Yohe, now vice president and creative supervisor at Grey Advertising, said he thinks the impact of Schoolhouse Rock is evenly split between educational and cultural. "I think a lot of people love it just because it brings back fun memories of childhood or sitting in front of the TV on Saturday mornings," Yohe said. "And a lot of people claim to have really learned something. And there's the recognition. You say to someone, 'Conjunction junction,' they say, 'What's your function?' That's purely a rote cultural thing, but I think it made learning very palatable."
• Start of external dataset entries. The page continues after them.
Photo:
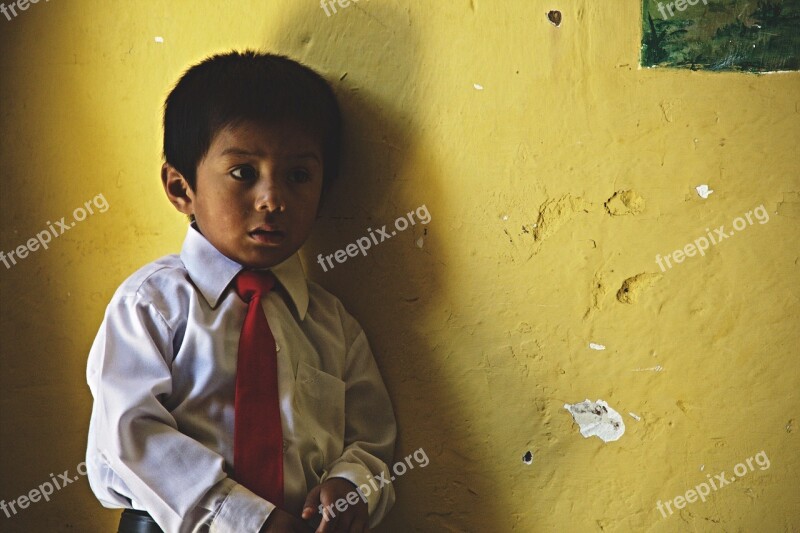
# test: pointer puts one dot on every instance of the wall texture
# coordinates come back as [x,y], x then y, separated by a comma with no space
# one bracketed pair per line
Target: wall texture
[554,171]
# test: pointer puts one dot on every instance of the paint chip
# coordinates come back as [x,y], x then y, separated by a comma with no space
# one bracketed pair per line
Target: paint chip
[527,458]
[597,419]
[625,202]
[634,286]
[657,368]
[703,191]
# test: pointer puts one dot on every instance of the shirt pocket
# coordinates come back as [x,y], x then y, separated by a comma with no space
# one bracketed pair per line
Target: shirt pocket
[319,404]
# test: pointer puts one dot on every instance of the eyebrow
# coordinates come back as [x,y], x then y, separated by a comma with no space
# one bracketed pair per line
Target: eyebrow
[232,150]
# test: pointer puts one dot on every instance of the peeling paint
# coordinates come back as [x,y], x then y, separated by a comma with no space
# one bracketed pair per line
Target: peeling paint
[703,191]
[597,419]
[633,287]
[625,203]
[528,458]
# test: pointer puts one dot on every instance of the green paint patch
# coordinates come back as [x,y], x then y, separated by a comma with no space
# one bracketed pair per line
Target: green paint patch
[721,35]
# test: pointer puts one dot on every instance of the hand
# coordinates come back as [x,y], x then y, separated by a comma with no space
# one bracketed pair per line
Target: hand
[280,521]
[333,495]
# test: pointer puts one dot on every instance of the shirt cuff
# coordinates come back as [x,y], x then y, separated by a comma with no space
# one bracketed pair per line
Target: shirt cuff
[241,511]
[360,476]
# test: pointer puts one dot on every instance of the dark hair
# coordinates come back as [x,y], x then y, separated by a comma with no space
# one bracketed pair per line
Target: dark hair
[240,86]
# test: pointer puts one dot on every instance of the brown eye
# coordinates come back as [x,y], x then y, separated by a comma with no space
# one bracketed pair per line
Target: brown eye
[244,173]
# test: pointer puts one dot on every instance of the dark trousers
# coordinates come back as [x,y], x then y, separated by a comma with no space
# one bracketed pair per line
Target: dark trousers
[133,521]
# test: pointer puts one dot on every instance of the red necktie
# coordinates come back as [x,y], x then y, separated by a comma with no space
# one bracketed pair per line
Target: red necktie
[257,435]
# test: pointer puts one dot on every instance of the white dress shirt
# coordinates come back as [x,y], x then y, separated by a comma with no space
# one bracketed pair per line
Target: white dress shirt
[162,371]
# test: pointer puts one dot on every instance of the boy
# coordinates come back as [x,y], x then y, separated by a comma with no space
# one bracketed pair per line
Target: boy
[232,395]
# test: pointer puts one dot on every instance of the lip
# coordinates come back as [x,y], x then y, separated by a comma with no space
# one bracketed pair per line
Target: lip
[267,234]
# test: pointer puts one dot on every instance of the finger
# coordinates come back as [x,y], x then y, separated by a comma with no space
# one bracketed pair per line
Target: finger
[328,523]
[312,503]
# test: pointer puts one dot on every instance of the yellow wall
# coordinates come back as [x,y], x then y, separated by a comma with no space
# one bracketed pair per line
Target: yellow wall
[482,333]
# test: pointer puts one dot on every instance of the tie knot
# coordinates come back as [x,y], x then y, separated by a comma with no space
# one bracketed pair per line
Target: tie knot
[250,283]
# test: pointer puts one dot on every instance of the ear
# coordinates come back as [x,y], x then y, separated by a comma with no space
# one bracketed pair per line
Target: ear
[177,189]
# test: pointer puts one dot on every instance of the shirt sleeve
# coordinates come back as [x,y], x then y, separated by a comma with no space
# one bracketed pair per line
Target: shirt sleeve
[137,457]
[370,431]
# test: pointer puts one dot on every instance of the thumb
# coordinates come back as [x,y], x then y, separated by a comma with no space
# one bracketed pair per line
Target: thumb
[312,503]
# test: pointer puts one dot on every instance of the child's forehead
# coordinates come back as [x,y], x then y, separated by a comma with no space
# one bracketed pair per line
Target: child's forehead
[261,138]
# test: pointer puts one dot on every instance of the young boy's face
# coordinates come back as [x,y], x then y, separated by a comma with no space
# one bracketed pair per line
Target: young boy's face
[256,194]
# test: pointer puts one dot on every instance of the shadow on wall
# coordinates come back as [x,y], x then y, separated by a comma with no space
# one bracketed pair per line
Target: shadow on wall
[370,53]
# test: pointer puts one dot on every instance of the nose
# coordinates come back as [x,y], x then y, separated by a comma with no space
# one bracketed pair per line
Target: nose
[270,195]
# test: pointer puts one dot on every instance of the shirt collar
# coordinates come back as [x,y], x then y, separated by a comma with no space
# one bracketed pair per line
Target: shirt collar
[212,272]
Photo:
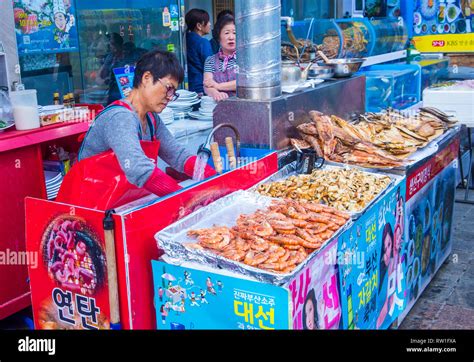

There's another Gen X connection with Schoolhouse Rock These three-minute snippets of education were actually the first music videos. "In a way we were because we visualized music in animation," Yohe said. "This group [of people] that has grown up on Schoolhouse Rock has also grown up on MTV, we just beat them out there by 10 years. There is a tremendous correlation. It's almost like Schoolhouse Rock was the primer for MTV. Music used to be very much of an aural experience and now with the onset of MTV, it's very visual as well. We weren't the first people, Disney did that with "Whistle While You Work," but I think we're very similar to MTV in many respects."
Other tidbits that came out of the Museum of Television & Radio's "Reading, Writing and Schoolhouse Rock" seminar included George Newall's revelation that the original title was Scholastic Rock, until lawyers from Scholastic magazine heard about it. Bob Dorough also attended the seminar and told about being hired to sing Schoolhouse Rock songs at wedding receptions. The creators spoke about future endeavors, including a series called "Ecology Rock," educational CD-ROMs based on Schoolhouse Rock, T-shirts, a fan book written by Yohe and Newall, a new release of the segments on video in August 1995 (some stores couldn't keep them in stock), a boxed set of original Schoolhouse Rock tunes, and Atlantic Records' April 1996 release of Schoolhouse Rock Rocks, featuring the Schoolhouse Rock tunes sung by alternative rockers.
Finally, Yohe commented on the longevity of what is probably the most memorable Schoolhouse Rock segment, "Conjunction Junction." He said it has endured in particular thanks to the alliterative quality of the song. "We have a test where we walk into any restaurant and if a waiter or waitress is between the ages of 25 and 33, we just say, 'Conjunction Junction,'" Yohe said. "If they don't respond, 'What's your function?' they've been on Mars for the past 20 years."